Faire de la santé au travail un levier politique de santé publique et de la prévention primaire
La prévention tout au long de la vie constituant un axe prioritaire de la stratégie nationale de santé 2018-2022, les rapporteurs souhaitent faire de la prévention primaire en santé au travail un levier politique.
A cet effet, il est notamment proposé de permettre une rédaction du document unique commune entre l’employeur, les représentants du personnel et le service de santé au travail.
Un rapprochement de la médecine de ville et du travail est avancé, notamment :
•par le rapprochement des SSTI et des centres de consultations de pathologie professionnelle ;
•en permettant un accès au dossier médical partagé (DMP) par le médecin du travail (et non seulement, comme c’est le cas aujourd’hui, une simple « alimentation » du DMP par le médecin du travail).
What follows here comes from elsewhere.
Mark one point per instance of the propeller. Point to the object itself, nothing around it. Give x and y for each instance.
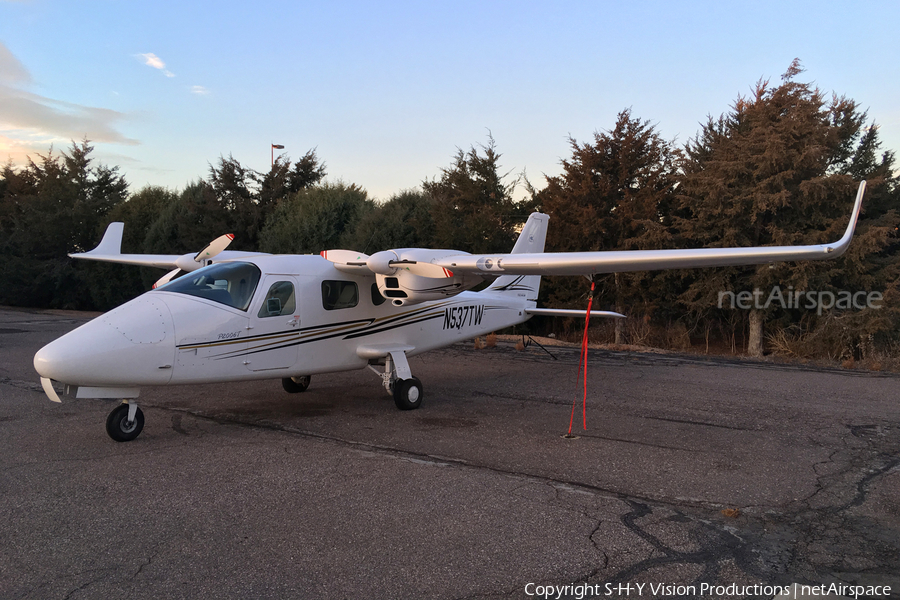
(188, 263)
Les autres pistes du rapport sont axées sur une nécessité de revoir le système de reconnaissance des maladies professionnelles mais aussi d’améliorer la prévention des risques psychosociaux (RPS) au travail en accentuant la sensibilisation auprès des différents acteurs de la vie de l’entreprise, d’instaurer un psychologue du travail de manière obligatoire dans tous les SST ou d’y recourir par un autre biais.
Enfin, les SST seraient dotés de nouvelles missions dont celles d’évaluer la qualité de vie au travail (QVT) dans les entreprises adhérentes.